Foundation issues negatively affect businesses in five ways:
• Customers and clients may stay away, so your turnover and profit suffer.
• You may see the value of your property fall.
• You may face high foundation repair costs.
• You may face legal action.
• Your insurance premiums may rise.
How Will You Know if You Have Foundation Issues?
Early signs of a cracked or damaged foundation include uneven floors, sloping floors, cracks in floors, wall cracks, ceiling cracks, and gaps between door or window frames and the wall. They may also show themselves in a musty smell caused by mold growing in the crawl space under the floor.
Customers and Clients
Customers and clients expect a certain level of service and comfort. You charge prices consistent with, for example, the quality of the clothes you sell in your store, the food you serve in your restaurant or the professional advice you give. A door frame separating from the wall, a sloping floor, an unpleasant smell in the waiting area or dining room all affect your customers’ perceptions of your business. If the dining room smells, what is your kitchen like? If you cannot be bothered to repair your entry door frame, how much do you care about the accuracy of the professional advice you give? Customers and clients vote with their feet, and they tell others about their experience. When a foundation repair is ignored, the negative impact on your business may be slow to reveal itself, but it will do so.
Landlords and Tenants
If you own the property, whether it is an office block, a strip mall or an industrial building, if it needs a foundation repair, the property’s resale value will fall. Your ability to lease it to a new tenant will also be badly affected.
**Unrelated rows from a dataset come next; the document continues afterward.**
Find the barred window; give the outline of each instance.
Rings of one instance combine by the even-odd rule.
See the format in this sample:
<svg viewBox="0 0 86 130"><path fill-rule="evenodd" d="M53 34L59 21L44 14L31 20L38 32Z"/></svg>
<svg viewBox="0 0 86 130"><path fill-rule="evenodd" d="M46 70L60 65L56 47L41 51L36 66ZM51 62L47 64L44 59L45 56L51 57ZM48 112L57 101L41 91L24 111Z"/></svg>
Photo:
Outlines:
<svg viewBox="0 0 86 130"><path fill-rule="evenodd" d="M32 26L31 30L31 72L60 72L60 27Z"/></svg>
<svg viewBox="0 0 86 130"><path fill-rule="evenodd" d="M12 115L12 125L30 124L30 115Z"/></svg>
As a tenant, are you responsible for structural repairs? Is there a clause in your lease requiring you to maintain compliance with building and health codes, and with federal laws? The Comprehensive Environmental Response, Compensation, and Liability Act of 1980 covers chemical contaminants released from just about everything except underground tanks. Cracks in the foundation may allow any ground contaminant to leak into the air breathed by your clients, customers, employees, and neighbors. If foundation repairs are your responsibility, you may be faced with a large bill. That bill may not be covered by your commercial insurance. You may also face legal action from anyone adversely affected by any contamination.
A large crack in the floor, or in the access ramp, may negatively affect anyone covered by The Americans With Disabilities Act of 1990. In addition, any legal action taken against your business because someone trips over the crack, or suffers from breathing in mold spores growing in the crawl space, will be expensive to defend. Newspaper and TV articles may further damage your business’s reputation, and impact turnover.
A damaged foundation can become a costly problem. Scheduling a professional foundation inspection is your best, first step to minimizing or removing its negative impact.